Administration, Oral
Animals
Body Weight
Growth Hormone*
Growth Plate
Hypothalamus
Insulin-Like Growth Factor I
Pituitary Gland
Rats*
RNA, Messenger
Somatostatin
Tibia
Growth Hormone
Insulin-Like Growth Factor I
RNA, Messenger
Somatostatin

Figure

  • Fig. 1 Serum growth hormone (GH) levels after oral administration of MK-677. (A) Dose range study at baseline. MK-677 at 0, 2, and 4 mg/kg were administered. (B) MK-677 at 4 mg/kg was administered in rats at 6 weeks after treatment of MK-677. n=4/treatment. *p<0.001.

  • Fig. 2 Efficacy of oral administration of MK-677 for 6 weeks. (A) Body weight, (B) body length, and (C) width of tibia growth plate (arrows) detected by hematoxylin-eosin staining (×40). n=4/treatment.

  • Fig. 3 Serum insulin-like growth factor (IGF)-I levels during oral administration of MK-677 for 6 weeks. n=4/treatment.
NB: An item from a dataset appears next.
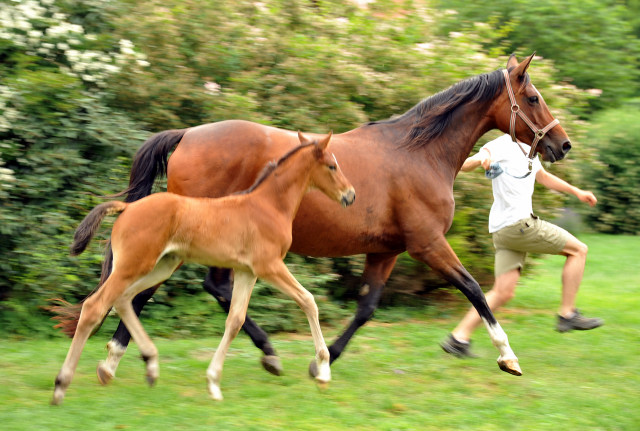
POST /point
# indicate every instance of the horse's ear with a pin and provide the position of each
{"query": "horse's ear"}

  • Fig. 4 Effect of MK-677 on mRNA and protein expression of growth hormone (GH), GH-releasing hormone (GHRH), GH secretagogue receptor (GHSR), somatostatin (SST), somatostatin receptor (SSTR)-2, and SSTR-5 in the hypothalamus or pituitary gland. (A) Pituitary GH mRNA level, (B) hypothalamic GHRH mRNA level, (C) hypothalamic and pituitary GHSR mRNA level, (D) hypothalamic SST mRNA level, (E) pituitary SSTR-2 mRNA level, (F) pituitary SSTR-5 mRNA level, and (G) protein levels of GHSR and SST in the hypothalamus and SSTR-2 and SSTR-5 in the pituitary gland. n=4/treatment. *p<0.01 or †p<0.001.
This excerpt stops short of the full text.